Pentagon spokesman John Kirby, shown last month, announced casualty figures on March 1 from a strike in Syria.
Pentagon spokesman John Kirby, shown last month, announced casualty figures on March 1 from a strike in Syria. (Alex Brandon/AP)

The Department of Defense has assessed that the U.S. military strike last week on a facility in Syria used by Iranian-backed militias led to the death of one fighter and wounded two others, in addition to destroying nine buildings.

Pentagon spokesman John Kirby announced the casualty figures at a briefing Monday, some four days after the Biden administration launched the attack on a border-crossing station in eastern Syria that the U.S. military said had been used by Iranian-linked Iraqi militias that have been pressuring American forces in Iraq.

The military’s strike was the first lethal operation ordered by the Biden administration against Iranian proxy forces in the Middle East and came in response to a Feb. 15 rocket attack on a facility housing U.S. forces in northern Iraq that killed a civilian contractor and injured several others, including a U.S. service member.

U.S. officials said the border crossing station had been used by an Iranian-backed militia in Iraq that U.S., Kurdish and Iraqi officials have determined was responsible for last month’s attack.

The Biden administration’s strike was seen largely as a symbolic tit for tat. Asked at Monday’s briefing about comments by the targeted militants that the attack represented nothing more than a “pinprick,” Kirby said the operation had accomplished its intentions. “This was really designed to do two things: to remove that compound from their utilization of it as an entry control point from Syria into Iraq, and two, to send a very strong signal that we are not going to tolerate attacks on our people and on our Iraqi partners,” Kirby said.

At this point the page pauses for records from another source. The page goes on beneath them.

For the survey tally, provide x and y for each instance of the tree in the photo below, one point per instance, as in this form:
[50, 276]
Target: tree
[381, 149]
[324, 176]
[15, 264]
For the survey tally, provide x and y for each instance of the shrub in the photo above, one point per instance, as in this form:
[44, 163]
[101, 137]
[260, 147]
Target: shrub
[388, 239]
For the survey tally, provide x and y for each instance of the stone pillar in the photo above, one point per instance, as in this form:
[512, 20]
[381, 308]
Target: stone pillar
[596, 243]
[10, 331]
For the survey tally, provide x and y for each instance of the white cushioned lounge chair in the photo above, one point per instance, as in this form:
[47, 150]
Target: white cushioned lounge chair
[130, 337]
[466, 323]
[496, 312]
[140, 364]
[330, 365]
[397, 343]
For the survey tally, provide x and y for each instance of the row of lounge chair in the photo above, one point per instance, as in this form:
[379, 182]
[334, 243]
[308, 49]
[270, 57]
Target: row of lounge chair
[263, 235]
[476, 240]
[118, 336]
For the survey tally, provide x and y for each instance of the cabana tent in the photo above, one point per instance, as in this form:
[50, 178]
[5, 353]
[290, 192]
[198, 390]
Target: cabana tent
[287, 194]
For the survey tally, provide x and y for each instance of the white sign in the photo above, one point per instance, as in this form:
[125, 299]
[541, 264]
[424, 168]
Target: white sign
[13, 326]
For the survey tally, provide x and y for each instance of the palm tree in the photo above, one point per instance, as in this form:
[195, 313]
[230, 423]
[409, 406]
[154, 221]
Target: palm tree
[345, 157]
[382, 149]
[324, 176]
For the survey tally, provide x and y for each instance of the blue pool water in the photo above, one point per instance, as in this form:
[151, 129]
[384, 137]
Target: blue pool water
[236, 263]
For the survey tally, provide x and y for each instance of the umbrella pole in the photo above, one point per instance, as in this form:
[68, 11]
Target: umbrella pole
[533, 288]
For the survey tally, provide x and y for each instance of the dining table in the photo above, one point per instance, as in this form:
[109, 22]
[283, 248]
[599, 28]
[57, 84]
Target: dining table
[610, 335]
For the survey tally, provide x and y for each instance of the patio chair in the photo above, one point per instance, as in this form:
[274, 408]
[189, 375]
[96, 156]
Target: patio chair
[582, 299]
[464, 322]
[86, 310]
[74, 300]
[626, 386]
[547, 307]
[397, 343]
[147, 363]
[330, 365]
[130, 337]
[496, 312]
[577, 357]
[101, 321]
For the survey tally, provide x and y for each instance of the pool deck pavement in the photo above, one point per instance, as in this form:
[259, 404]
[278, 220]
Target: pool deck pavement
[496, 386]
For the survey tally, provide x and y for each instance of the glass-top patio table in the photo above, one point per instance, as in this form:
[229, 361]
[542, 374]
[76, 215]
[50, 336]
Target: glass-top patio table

The United States has roughly 2,500 troops in Iraq to train and assist the government as it grapples with a volatile security situation. Shiite militias backed by Iran have emerged as a powerful force in Iraq and pose a challenge to U.S. and other Western troops operating in the country.

The Biden administration has said it wants to reengage in diplomacy with Iran, having agreed to European-led talks about the future of the 2015 nuclear accord. The United States withdrew from the pact under President Donald Trump.

But Iran’s Foreign Ministry, while not rejecting the meeting outright, issued a statement Sunday saying it “does not deem the time suitable” for a sit-down.